By April 18th, a record 12.4% of the US workforce was receiving unemployment benefits, with over 30 million submitting jobless claims. Estimates suggest that in the coming weeks, the unemployment rate could approach 20%, which would bring the economy closer to levels seen during the Great Depression. U.S. factory activity in April, as measured by the ISM production index, essentially ground to a halt, as did consumer purchases.1 The U.S. personal saving rate rose to its highest level since 1981, as consumers were either unwilling or unable to spend.
Many readers have likely seen charts like the ones below as it relates to the gravity of economic impact, with the unemployment rate dramatically spiking (top) and consumer spending falling off a cliff (bottom).
The Unemployment Rate Spiked Straight Upward
Source: Federal Reserve Bank of St. Louis2
While Consumer Spending Plummeted
Source: Federal Reserve Bank of St. Louis3
As the dismal economic data was blanketing the airwaves and newspapers in April, the S&P 500 marched +12.7% higher, posting its best monthly performance in 33 years.4 The disconnect between the economy telling one story and the stock market telling another understandably perplexes many investors. How can the stock market possibly do so well while economic conditions are so dire?
Some may argue that the market rally has everything to do with the Federal Reserve. Virtually unlimited monetary stimulus and liquidity are making its way into the stock market. Others may cite the $2.4 trillion package of government spending ‘propping up’ the economy and markets. I fully acknowledge (and support) the role that fiscal and monetary stimulus plays in stabilizing the economy and markets, but my response to the ‘disconnect’ between the economy and the stock market is much simpler: stocks have a long history of rallying in the midst of terrible news.

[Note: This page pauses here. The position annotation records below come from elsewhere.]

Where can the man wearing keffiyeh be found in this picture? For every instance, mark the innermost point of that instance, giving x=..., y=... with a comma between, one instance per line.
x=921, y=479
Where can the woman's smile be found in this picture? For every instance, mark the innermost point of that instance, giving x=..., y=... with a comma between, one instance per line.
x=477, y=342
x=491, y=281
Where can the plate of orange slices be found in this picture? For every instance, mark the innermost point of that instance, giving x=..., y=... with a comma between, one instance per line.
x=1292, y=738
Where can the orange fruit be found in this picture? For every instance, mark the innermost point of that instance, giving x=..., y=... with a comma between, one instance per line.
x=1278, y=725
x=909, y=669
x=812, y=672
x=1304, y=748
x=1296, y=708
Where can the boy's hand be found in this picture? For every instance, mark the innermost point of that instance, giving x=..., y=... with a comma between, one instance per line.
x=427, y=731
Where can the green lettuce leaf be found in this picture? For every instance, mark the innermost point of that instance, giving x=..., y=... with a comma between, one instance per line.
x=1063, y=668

Take the 2007-2009 bear market, for example. When the S&P 500 hit its low on March 9, 2009, jobless claims were still rising. Jobless claims eventually peaked at the end of the month but stayed high basically until the following year (2010). The unemployment rate also kept going up throughout 2009, with a falling labor-force participation rate and a general sense that the U.S. economy was doomed. But by the end of March 2009, the S&P 500 had soared +18.1% off the low, and by the end of the year stocks had rallied +67.8%.5 The stock market was telling one story, while the economy and sentiment were telling another.
Taking your cues from the economic headlines of the day can be a costly mistake. For example, if a person had invested $100,000 in the S&P 500 on March 9, 2009, they would have accumulated $630,000 by the time the market peaked in February 2020. But if the investor had waited just three more months to invest (June 2009, when the economic headlines were slightly better but still bad), the same $100,000 would have only grown to $450,000.6 We can find examples of this type of outcome throughout history. Stocks rarely wait for good news to arrive.
One Note About Unemployment in the U.S.
As dire employment data continues in the coming weeks and months, there is a silver lining I think investors should keep in mind.
A key differentiator between this recession and past recessions is that a significant number of employers are using furloughs rather than outright layoffs to trim the workforce. In theory, this means that re-starting the economy could be less stressful than after a structural recession (like 2008). When employees are asked to return to work, there’s no need for training, recruitment, job search, background checks, ‘onboarding,’ etc., all of which are costly and time-consuming. Workers can return to their jobs and immediately be productive.
Time will tell what the economy looks like in the coming months, and whether or how soon many workers will be asked to return. But I’m hopeful it will be relatively soon.
Bottom Line for Investors
Is the stock market’s rally in the face of bad news an indication that the bear market is over and the coast is clear? Simply put, the answer to that question is no – and I expect more bouts of downside volatility before this is over.
The overarching message I want to drive home here, however, is that investors should not expect the stock market to reflect what you’re reading and seeing in economic news. The stock market does not respond to what’s happening or already happened in the economy. The stock market is forward-looking, a discounter of future economic conditions. Since 1929, the S&P 500 has bottomed an average of four months before a recession officially ends.7 If you’re waiting for good news before investing in stocks, you’re almost certain to be too late.